I need to find some in depth research on what relations were like between the Christians and the muslims  in the area of Southern France and/or Spain in the late tenth century (around 960 to 1010). This is sometime after the invasion that was turned back at Tours and comfortably before the Crusades. OTOH it is well into the Reconquista. So what was the actual situation with trade and politics between Christendom and Islam at the time? I've read some about Fraxinetum, but I need to know where it fits into the larger picture.

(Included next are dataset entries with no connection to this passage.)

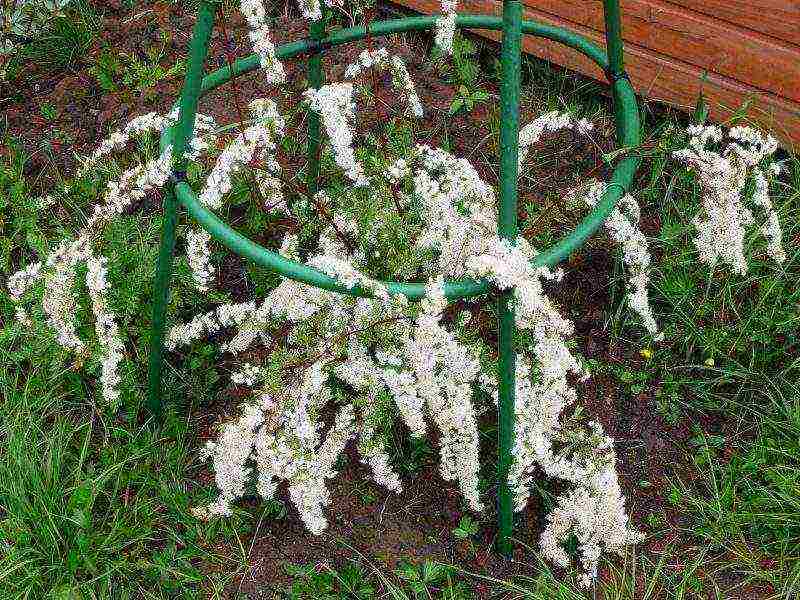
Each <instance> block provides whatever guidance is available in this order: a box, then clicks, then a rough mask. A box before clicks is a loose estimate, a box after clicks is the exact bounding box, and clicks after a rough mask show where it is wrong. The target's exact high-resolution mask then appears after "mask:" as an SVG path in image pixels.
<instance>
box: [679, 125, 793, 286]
mask: <svg viewBox="0 0 800 600" xmlns="http://www.w3.org/2000/svg"><path fill="white" fill-rule="evenodd" d="M687 133H688V134H689V145H688V147H687V148H685V149H684V150H680V151H679V152H676V153H675V158H676V159H678V160H679V161H681V162H683V163H684V164H686V165H687V166H688V167H689V168H690V169H692V170H693V171H694V172H695V173H696V175H697V181H698V183H699V185H700V195H701V199H702V209H701V211H700V213H699V214H698V215H697V217H696V218H695V220H694V225H695V227H696V228H697V237H696V238H695V246H696V247H697V250H698V252H699V253H700V260H701V261H703V262H704V263H706V264H708V265H709V266H712V267H713V266H714V265H715V264H716V263H717V262H722V263H724V264H727V265H728V266H729V267H730V268H731V269H732V270H733V271H734V272H736V273H739V274H742V275H744V274H745V273H746V272H747V261H746V259H745V255H744V248H745V228H746V227H747V226H749V225H752V224H753V223H755V217H754V215H753V211H752V210H751V208H748V207H747V206H746V203H749V204H750V205H751V206H753V207H757V210H758V211H759V212H761V213H762V214H763V218H762V223H761V225H759V228H758V229H759V232H760V233H761V234H762V235H763V236H764V238H765V239H766V240H767V254H768V255H769V256H770V257H771V258H772V259H773V260H775V261H776V262H778V263H781V262H783V261H784V260H786V253H785V252H784V250H783V243H782V234H781V227H780V223H779V222H778V215H777V214H776V212H775V209H774V208H773V207H772V201H771V200H770V195H769V179H770V177H772V176H774V175H777V174H778V173H780V166H779V165H778V164H777V163H775V162H773V161H771V157H772V155H773V154H774V153H775V151H776V150H777V149H778V143H777V142H776V141H775V138H773V137H772V136H769V135H767V134H763V133H761V132H758V131H755V130H754V129H752V128H749V127H742V126H739V127H733V128H732V129H730V130H729V131H728V132H727V136H726V135H724V134H723V131H722V129H721V128H720V127H719V126H717V125H708V126H704V125H694V126H691V127H689V129H687ZM750 181H752V182H753V184H754V191H753V193H752V194H748V193H747V190H746V186H747V184H748V182H750Z"/></svg>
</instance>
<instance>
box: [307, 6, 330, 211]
mask: <svg viewBox="0 0 800 600" xmlns="http://www.w3.org/2000/svg"><path fill="white" fill-rule="evenodd" d="M309 34H310V37H311V39H312V40H314V41H316V42H319V41H321V40H323V39H325V18H324V14H323V18H322V19H319V20H318V21H314V22H312V23H311V27H310V28H309ZM323 83H325V73H324V72H323V70H322V53H321V52H312V53H311V55H310V56H309V59H308V85H309V86H310V87H312V88H314V89H316V90H318V89H319V88H321V87H322V84H323ZM320 143H321V135H320V117H319V113H317V112H316V111H313V110H312V111H309V113H308V180H307V182H306V186H307V187H308V195H309V196H313V195H314V194H316V193H317V189H318V187H319V148H320Z"/></svg>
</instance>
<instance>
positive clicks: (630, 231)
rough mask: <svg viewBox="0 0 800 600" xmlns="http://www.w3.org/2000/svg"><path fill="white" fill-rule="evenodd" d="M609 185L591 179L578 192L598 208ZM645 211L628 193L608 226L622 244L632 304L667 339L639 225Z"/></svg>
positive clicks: (579, 193)
mask: <svg viewBox="0 0 800 600" xmlns="http://www.w3.org/2000/svg"><path fill="white" fill-rule="evenodd" d="M606 189H608V184H606V183H604V182H602V181H598V180H596V179H595V180H591V181H589V182H588V183H587V184H586V185H585V186H583V187H581V188H579V189H578V190H576V191H575V192H574V194H575V195H576V196H578V195H579V196H582V197H583V200H584V202H585V203H586V205H587V206H589V207H594V206H596V205H597V203H598V202H599V201H600V199H601V198H602V196H603V194H604V193H605V191H606ZM640 218H641V211H640V209H639V204H638V203H637V202H636V200H635V199H634V197H633V196H631V195H630V194H625V196H623V197H622V198H621V199H620V201H619V203H618V204H617V206H616V207H615V208H614V210H613V211H611V214H610V215H609V216H608V219H606V222H605V226H606V229H607V230H608V233H609V235H610V236H611V239H612V240H614V241H615V242H617V243H618V244H620V245H621V246H622V261H623V262H624V263H625V266H626V267H627V269H628V273H629V275H628V304H629V305H630V307H631V309H632V310H633V311H634V312H636V313H637V314H638V315H639V318H641V320H642V324H643V325H644V327H645V329H647V331H648V332H649V333H650V334H652V335H653V336H654V337H655V340H656V341H661V340H662V339H664V334H663V333H660V332H659V331H658V324H657V323H656V319H655V316H654V315H653V310H652V308H651V307H650V295H649V293H648V288H649V287H650V260H651V257H650V249H649V248H648V245H647V238H646V237H645V235H644V233H642V231H641V229H639V227H638V223H639V219H640Z"/></svg>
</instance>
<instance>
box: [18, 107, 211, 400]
mask: <svg viewBox="0 0 800 600" xmlns="http://www.w3.org/2000/svg"><path fill="white" fill-rule="evenodd" d="M176 119H177V113H175V112H173V113H171V114H170V115H167V116H166V117H162V116H159V115H155V114H153V113H151V114H148V115H144V116H142V117H139V118H137V119H134V120H133V121H132V122H131V123H129V124H128V125H127V126H126V127H124V128H123V129H122V130H120V131H119V132H116V133H114V134H112V135H111V136H110V137H109V138H108V139H106V140H104V141H103V142H102V143H101V144H100V146H99V147H98V149H97V150H95V151H94V152H93V153H92V154H91V155H90V156H89V157H88V159H86V161H85V162H84V164H83V167H82V168H81V170H80V174H82V175H83V174H85V173H86V172H88V170H89V169H91V168H93V167H94V166H95V165H97V164H98V163H99V162H100V160H101V159H102V158H104V157H106V156H109V155H110V154H112V153H113V152H116V151H119V150H120V149H122V148H124V147H125V146H126V145H127V143H128V142H129V141H130V140H131V139H133V138H136V137H140V136H141V135H143V134H146V133H150V132H154V131H157V130H158V128H159V127H161V126H164V125H172V124H174V123H175V121H176ZM196 129H197V132H198V134H197V136H196V137H195V138H194V139H192V140H191V141H190V143H189V148H188V152H187V156H189V157H191V158H197V157H198V156H199V155H200V154H201V153H202V152H203V151H204V150H205V149H206V148H208V144H209V142H208V140H209V138H213V137H214V135H215V133H214V129H215V125H214V123H213V120H212V119H210V118H208V117H205V116H203V115H198V118H197V127H196ZM171 169H172V147H171V146H170V147H168V148H167V149H166V151H165V152H164V153H163V154H162V155H161V156H159V157H157V158H154V159H152V160H150V161H149V162H147V163H145V164H143V165H137V166H134V167H131V168H130V169H128V170H127V171H125V172H123V174H122V175H121V176H120V177H119V178H118V179H116V180H112V181H110V182H109V183H108V184H107V185H106V189H105V193H104V198H103V200H104V202H103V203H100V204H97V205H95V206H94V208H93V211H92V213H91V215H90V217H89V219H88V221H87V223H86V225H85V226H84V227H83V228H82V229H81V230H80V231H79V232H78V234H77V236H76V238H75V239H74V240H72V241H70V240H65V241H63V242H61V243H60V244H59V245H58V246H57V247H56V248H55V249H54V250H53V251H52V252H51V253H50V254H49V255H48V256H47V257H46V259H45V260H44V261H43V262H39V263H34V264H32V265H30V266H29V267H26V268H25V269H22V270H21V271H18V272H17V273H14V274H13V275H11V277H9V279H8V288H9V291H10V293H11V297H12V299H13V300H14V301H15V302H17V303H18V307H17V313H16V314H17V318H18V320H20V321H21V322H23V323H25V322H29V316H28V314H27V312H26V311H25V309H24V308H23V306H22V304H23V302H24V300H25V295H26V294H27V293H29V292H30V291H31V290H32V288H33V287H34V286H35V285H36V283H37V282H38V281H39V280H43V281H44V292H43V294H42V310H43V312H44V313H45V316H46V318H47V323H48V325H49V326H50V327H51V328H52V329H53V331H54V332H55V334H56V339H57V341H58V343H59V344H60V345H61V346H63V347H64V348H66V349H69V350H71V351H74V352H77V353H79V354H83V353H84V352H85V351H86V345H85V343H84V342H83V340H81V339H80V338H79V336H78V333H77V328H76V321H75V319H76V313H75V310H74V307H75V306H76V304H77V300H76V293H77V291H76V287H75V286H76V269H77V267H78V265H79V264H82V263H85V264H86V265H87V267H88V272H87V278H86V284H87V288H88V290H89V296H90V298H91V300H92V310H93V312H94V316H95V330H96V332H97V337H98V341H99V342H100V356H99V358H100V361H101V364H102V376H101V380H102V383H103V386H102V393H103V397H104V398H105V400H106V401H107V402H108V403H109V404H111V405H112V406H113V405H115V404H116V402H117V401H118V398H119V390H118V384H119V381H120V377H119V374H118V368H119V365H120V363H121V361H122V358H123V355H124V342H123V340H122V337H121V334H120V331H119V327H118V325H117V324H116V321H115V318H114V315H113V313H112V312H111V309H110V307H109V304H108V300H107V296H108V281H107V268H106V264H107V259H106V258H105V257H104V256H102V255H99V254H97V253H96V250H95V245H96V243H97V241H98V240H99V238H100V236H101V235H102V233H103V231H104V230H105V228H106V226H107V225H108V224H109V223H110V222H111V221H112V220H113V219H114V218H116V217H118V216H119V215H121V214H123V213H124V212H125V210H127V209H128V207H130V206H131V205H132V204H134V203H135V202H136V201H138V200H141V199H142V198H144V197H145V196H146V195H147V194H148V193H149V192H151V191H153V190H157V189H161V188H162V187H163V186H164V184H165V183H166V181H167V178H168V177H169V173H170V172H171ZM54 201H55V197H54V196H50V197H48V198H47V199H45V200H44V201H42V200H40V201H39V205H40V206H46V205H48V204H50V203H52V202H54Z"/></svg>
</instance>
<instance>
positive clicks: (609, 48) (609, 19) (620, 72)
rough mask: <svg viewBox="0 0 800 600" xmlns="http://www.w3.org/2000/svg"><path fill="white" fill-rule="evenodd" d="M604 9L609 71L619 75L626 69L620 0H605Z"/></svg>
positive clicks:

Also, had romantic love been invented by the troubadours yet? I've always heard it was sometime later in the 12th century but it's hard for me to entirely credit that such a complex concept wouldn't take centuries to originate and I know it has roots going back to deep Antiquity. Was it just the form of literature that originated at that time? Was falling in love a fashion that caught on or had people been doing it all along, or both?


----------



## svalbard (Feb 26, 2014)

Eleanor of Aquitaine's father was a great patron of the troubadours. That was about 1130s\40s. I imagine they were active before that, but his patronage probably acted as the catalyst for it's sudden popularity, 

Not too sure about the Muslim world. I know that Roderigo Diaz de Bivar fought for both the Christian kings of Aragon and Muslims before forging his own shortlived  kingdom in Valencia. He is better known to history as El Cid and sometimes goes by the alias of Chuck Heston...


----------



## Brian G Turner (Feb 26, 2014)

Wiki puts the advent of the Troubadours at the end of the 11th century:
Troubadour - Wikipedia, the free encyclopedia


----------